One of the methods for isolating citric acid from fermentation broth is to extract it with an organic solvent (absolute ethanol). Acetone and several alcohols have been suggested as viable solvents. In certain solvents, citric acid dissolves quickly. However, the majority of contaminants in the fermentation broth, such as minerals, proteins, and sugars, are difficult to dissolve in those solvents. As a result, we used organic solvent extraction to purify citric acid as the first step in our citric acid purification method to eliminate the bulk of contaminants.

Screening of fungal strains for organic acids synthesis

The ability to generate organic acids was tested in a total of 20 fungal strains. Six genera of fungus strains were identified which include Diaporthe, Fusarium, Aspergillus, Hypocrea, Penicillium, and Xylaria. The generation of organic acid in each of these 20 fungal strains was first determined using a plate test with a pH indicator. The establishment of an organic acid zone around the inoculation zone was noted, as was the formation of a yellow zone. Out of a total of 20 strains, the diameter of the yellow zone was measured for the six that had a favorable outcome. The most severe yellow zones were seen in four Aspergillus strains, followed by a Penicillium strain. As a result, these six strains were chosen to be examined further in submerged batch fermentation for organic acid production. Aspergillus species have been identified as useful for the industrial manufacturing of organic acids because of their higher production yield. Nonetheless, many Aspergillus species have been found to produce large amounts of citric and other organic acids. Several factors have led to the continued use of Aspergillus niger for commercial production, including its ability to grow and ferment a wide variety of cheap agro-industrial raw materials with higher yields, its powerful polymer degrading enzyme systems to hydrolyze many polymeric substrates [10]. After looking at six different fungal genera, we discovered that Aspergillus was the most promising for isolating organic acids. Furthermore, the isolated fungal strain was identified as Aspergillus niveus based on the 18 S rRNA sequence Figures 1,2 shows the growth of Aspergillus niveus in broth.

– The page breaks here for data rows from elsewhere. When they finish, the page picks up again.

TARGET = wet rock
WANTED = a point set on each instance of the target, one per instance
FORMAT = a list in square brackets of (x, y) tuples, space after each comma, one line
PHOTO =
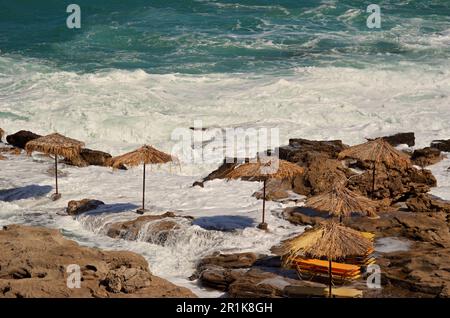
[(431, 227), (421, 270), (401, 139), (20, 138), (127, 280), (320, 176), (157, 227), (393, 184), (226, 167), (303, 151), (427, 203), (11, 150), (304, 216), (219, 278), (35, 261), (442, 145), (275, 190), (75, 207), (426, 156), (238, 260)]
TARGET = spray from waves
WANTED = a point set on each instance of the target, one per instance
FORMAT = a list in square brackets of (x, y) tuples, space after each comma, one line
[(174, 249), (118, 110)]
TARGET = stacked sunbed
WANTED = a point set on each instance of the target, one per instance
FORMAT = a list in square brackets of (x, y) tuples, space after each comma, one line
[(316, 267), (348, 269)]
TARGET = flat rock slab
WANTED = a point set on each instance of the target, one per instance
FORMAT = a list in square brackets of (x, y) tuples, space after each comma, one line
[(36, 262)]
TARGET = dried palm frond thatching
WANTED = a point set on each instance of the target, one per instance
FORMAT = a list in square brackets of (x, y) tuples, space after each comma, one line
[(329, 240), (264, 169), (57, 145), (377, 151), (340, 201), (144, 155)]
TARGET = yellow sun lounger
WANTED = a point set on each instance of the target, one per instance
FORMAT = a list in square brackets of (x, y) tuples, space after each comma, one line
[(344, 292), (315, 266), (368, 235)]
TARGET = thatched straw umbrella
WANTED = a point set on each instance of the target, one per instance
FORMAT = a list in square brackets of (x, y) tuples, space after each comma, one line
[(264, 170), (341, 202), (329, 240), (57, 145), (144, 155), (377, 151)]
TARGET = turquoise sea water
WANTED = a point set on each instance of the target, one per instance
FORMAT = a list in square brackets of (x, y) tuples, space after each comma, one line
[(225, 36), (137, 70)]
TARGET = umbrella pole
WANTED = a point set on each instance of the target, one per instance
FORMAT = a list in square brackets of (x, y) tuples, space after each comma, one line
[(264, 201), (56, 173), (330, 278), (373, 180), (143, 191)]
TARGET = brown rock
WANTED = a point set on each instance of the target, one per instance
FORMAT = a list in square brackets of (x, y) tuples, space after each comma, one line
[(10, 150), (20, 138), (303, 151), (320, 176), (34, 263), (238, 260), (275, 190), (220, 173), (426, 156), (426, 203), (304, 216), (77, 207), (442, 145), (423, 270), (393, 184), (401, 139)]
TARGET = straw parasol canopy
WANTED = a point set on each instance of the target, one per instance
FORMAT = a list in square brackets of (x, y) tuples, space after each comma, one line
[(377, 151), (341, 202), (144, 155), (264, 169), (57, 145), (329, 240)]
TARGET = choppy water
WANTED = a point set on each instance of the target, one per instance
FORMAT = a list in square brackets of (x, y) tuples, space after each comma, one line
[(137, 70)]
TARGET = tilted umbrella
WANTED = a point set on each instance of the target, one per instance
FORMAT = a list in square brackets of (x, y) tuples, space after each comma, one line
[(329, 240), (341, 202), (264, 169), (57, 145), (144, 155), (377, 151)]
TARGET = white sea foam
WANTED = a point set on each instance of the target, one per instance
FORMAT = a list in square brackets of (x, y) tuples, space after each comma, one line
[(118, 110)]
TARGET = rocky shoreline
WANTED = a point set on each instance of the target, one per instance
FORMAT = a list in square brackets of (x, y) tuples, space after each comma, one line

The effect of substrate concentration on the synthesis of citric acid

Aspergillus niveus produced more Citric acid in the corn starch medium than in the wheat flour or sweet potato medium. The necessary substrates for A. niveus growth and the production of the acid were provided. Samples were collected every 24 hours and citric acid was analyzed. The synthesis of citric acid was analyzed and controlled using pure glucose. The amount of citric acid produced by isolated A. niveus from diverse substrates such as corn starch, wheat flour, and sweet potato (Figure 3). A higher level of citric acid was produced by using corn starch as a substrate for the growth of A. niveus. Optimization of the substrate concentration was done using corn starch at various concentrations ranging from 50 g/L to 1000 g/L. The dry cell weight of fungi A. niveus was determined. It was discovered that substrate concentration has a considerable impact on the biomass’s dry cell weight. Table 1 shows the influence of different substrate concentrations on citric acid production. After 169 hours, the citric acid output from all three substrates (wheat flour, corn starch, and sweet potatoes) was 120 g/L, which is the maximal level of citric acid. A possible explanation is that the lower the number of starch granules, the lower the possibility of hydrogen ions penetrating amorphous regions. Especially in submerged fermentation processes, the composition of the medium strongly influences citric acid accumulation. Several factors influence citric fermentation, including carbon source type and concentration, nitrogen, and phosphate limitation, pH, aeration, trace element concentration, and microorganism morphology [11]. The citric acid quantity produced from corn starch, wheat flour, and sweet potatoes was found to be 15.25, 9.25 and 7.48 g/L, respectively.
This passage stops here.